Should agencies entertain the thought of working with clients who review so frequently or steer well clear? Big agencies are now more likely to be careful before committing to a pitch, according to Chris Macdonald, the chief executive of McCann London.
"As agencies become more efficient, there are fewer people to work on a pitch, so we have to reassess our focus and look at things like organically looking after our clients, and we have to be more careful when deciding what to pitch for," he says. "I subscribe to the view that, unless it’s a really
coherent pitch, run properly, then I’m out. To be fair, I do think most of the ‘proper’ client pitches, run by senior marketing professionals or intermediaries, give you faith that there is a fair process in place."

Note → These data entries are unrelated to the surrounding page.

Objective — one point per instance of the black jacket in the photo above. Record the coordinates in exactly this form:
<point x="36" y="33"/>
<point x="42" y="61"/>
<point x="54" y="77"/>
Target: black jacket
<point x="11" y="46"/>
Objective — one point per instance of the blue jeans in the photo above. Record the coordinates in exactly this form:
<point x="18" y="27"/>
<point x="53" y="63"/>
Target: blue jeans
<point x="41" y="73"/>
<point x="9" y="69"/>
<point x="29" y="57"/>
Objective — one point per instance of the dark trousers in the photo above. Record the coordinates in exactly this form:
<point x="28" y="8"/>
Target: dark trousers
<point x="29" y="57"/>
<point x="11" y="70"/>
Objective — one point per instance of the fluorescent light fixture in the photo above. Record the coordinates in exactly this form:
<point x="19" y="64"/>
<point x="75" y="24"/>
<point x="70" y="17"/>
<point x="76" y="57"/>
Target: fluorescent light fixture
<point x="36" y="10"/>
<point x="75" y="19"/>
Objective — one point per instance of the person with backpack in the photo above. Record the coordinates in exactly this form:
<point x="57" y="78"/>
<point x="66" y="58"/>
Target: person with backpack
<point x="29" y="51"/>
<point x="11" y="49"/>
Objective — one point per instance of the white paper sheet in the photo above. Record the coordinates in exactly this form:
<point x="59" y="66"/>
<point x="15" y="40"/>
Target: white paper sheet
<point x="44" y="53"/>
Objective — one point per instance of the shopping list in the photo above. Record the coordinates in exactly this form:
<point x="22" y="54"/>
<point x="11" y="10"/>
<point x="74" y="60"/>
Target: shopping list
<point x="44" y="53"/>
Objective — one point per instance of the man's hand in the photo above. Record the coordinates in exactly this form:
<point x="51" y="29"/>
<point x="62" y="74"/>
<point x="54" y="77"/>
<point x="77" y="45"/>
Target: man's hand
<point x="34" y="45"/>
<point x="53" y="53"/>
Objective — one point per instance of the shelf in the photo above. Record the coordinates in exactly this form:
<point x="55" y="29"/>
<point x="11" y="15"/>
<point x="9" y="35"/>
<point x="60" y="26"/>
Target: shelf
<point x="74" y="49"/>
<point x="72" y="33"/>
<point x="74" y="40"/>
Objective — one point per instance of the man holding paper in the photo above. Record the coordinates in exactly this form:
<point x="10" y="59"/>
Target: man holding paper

Macdonald says his agency has turned down "three or four" new-business opportunities this year on this basis. McCann also took the hard decision not to repitch for B&Q (which last week appointed Karmarama) to concentrate on servicing its other clients.
Paul Phillips, the managing director of AAR, argues that good agencies have a three-point checklist that they go through before deciding whether to pitch. This involves "good people, good work and good money". He suggests that if agencies can tick two of these three boxes, then they will generally pitch. If, say, a prospect seems like a good, fair client and provides the opportunity to create good work, then an agency might well go ahead even when the remuneration is not the best. Agencies should beware, though, Phillips warns, in the case of being unable to tick two of these boxes.
On the whole, observers believe that examples of "clients behaving badly" are isolated. One or two say that, in addition to the factor of the short tenure of some marketing directors, the fast-moving pace of technology and economic factors mean that clients are moving towards shorter-term, tactical relationships – especially in sectors such as gaming and entertainment, where marketing and advertising support specific launches that need tactical campaigns.
In an ideal world, agencies would eschew such opportunities for long-term, strategic relationships. But the reality is that clients will always find some agencies willing to pitch, no matter how they behave.